Забираясь все дальше в глубь этого мира, Фосетт и Чиверс достигли отдаленного форпоста под названием Риберальта. Там Фосетт заметил судно, причаливавшее к берегу. Один из рабочих крикнул: «Вон скот везут!» — и Фосетт увидел надсмотрщиков с кнутами, выволакивавших три десятка индейских мужчин и женщин, скованных цепью, на берег, где покупатели начинали их осматривать. Фосетт спросил у таможенника, кто это. Рабы, ответил тот.
Потрясенный Фосетт узнал, что, поскольку многие добытчики каучука погибают в джунглях, каучуковые бароны, стремясь восполнить нехватку рабочей силы, направляют вооруженные отряды в лес, чтобы захватывать аборигенов, обращая их в рабство. Так, в одном из районов на перуанской реке Путумайо обращение с индейцами было настолько вопиющим, что британское правительство начало расследование, в ходе которого выяснилось, что виновные преспокойно продавали акции своей компании на лондонской бирже. Были собраны доказательства, подтверждавшие, что Перуанская амазонская компания практически осуществляла геноцид в попытке усмирить и обратить в рабство туземное население: она кастрировала и обезглавливала индейцев, обливала их бензином и поджигала, распинала их, подвесив вниз головой, избивала, калечила, морила голодом, топила, скармливала собакам. Кроме того, приспешники каучуковых баронов насиловали местных женщин и девушек и разбивали головы детям. «В некоторых местах вонь от множества разлагающихся трупов жертв такова, что эти участки приходится на время покидать», — отмечает инженер, посетивший край, который мрачно называли «раем для дьявола». По оценкам сэра Роджера Кейсмента, британского генерального консула, руководившего расследованием, от рук одной только этой каучуковой компании погибло около тридцати тысяч индейцев. Британский дипломат заключал: «Не будет преувеличением сказать, что информация касательно методов, использовавшихся при сборе каучука представителями данной компании, показывает, что эти методы намного чудовищнее любых подобных приемов, о которых сообщалось цивилизованному миру за прошедшее столетие».

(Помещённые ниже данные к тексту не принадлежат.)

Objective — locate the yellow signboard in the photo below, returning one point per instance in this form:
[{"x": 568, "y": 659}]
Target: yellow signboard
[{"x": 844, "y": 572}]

В 1912 году, задолго до того, как доклад Кейсмента стал достоянием общественности, Фосетт рассказывал об этих зверствах в редакционных статьях, публикуемых в британских газетах, и на встречах с правительственными чиновниками. Однажды он назвал работорговцев «дикарями» и «подонками». Более того, он понимал, что каучуковая лихорадка сделала его собственную экспедицию гораздо труднее и опаснее. Даже дружелюбно настроенные племена теперь стали относиться к чужакам враждебно. Фосетту рассказывали об отряде из восьмидесяти человек, в котором «столько человек было убито отравленными стрелами, что остальные прервали путь и ретировались»; других путешественников находили зарытыми по пояс в землю: их живьем оставляли на растерзание огненным муравьям, личинкам и пчелам. В журнале Королевского географического общества Фосетт писал, что «извращенная политика, породившая работорговлю и открыто поощрявшая безжалостное уничтожение индейцев-аборигенов, многие из которых отличаются весьма развитым умом», побудила индейцев к «кровавой мести чужеземцам» и представляет собой одну из «величайших опасностей при изучении Южной Америки».
25 сентября 1906 года Фосетт вышел из Риберальты вместе с Чиверсом и в сопровождении двадцати смельчаков-добровольцев, настоящих «десперадо», и туземных проводников, которых он завербовал на фронтире. Среди них был старатель с Ямайки по фамилии Уиллис, который, несмотря на пристрастие к спиртному, был превосходным поваром и рыболовом («Он мог унюхать пищу и питье, как собака вынюхивает зайца», — шутил Фосетт), а также бывший боливийский офицер, который свободно говорил по-английски и мог служить переводчиком. Фосетт постарался, чтобы все уяснили себе, на что идут. Каждый, кто там, в глубине джунглей, сломает себе руку или ногу либо заболеет, едва ли сумеет выжить. Попытка же вынести оттуда пострадавшего поставит под угрозу благополучие всего отряда; логика джунглей предписывала оставить его — или, как мрачно выражался Фосетт: «У него есть выбор: пилюли опиума, смерть от голода либо пытки — если его найдут дикари».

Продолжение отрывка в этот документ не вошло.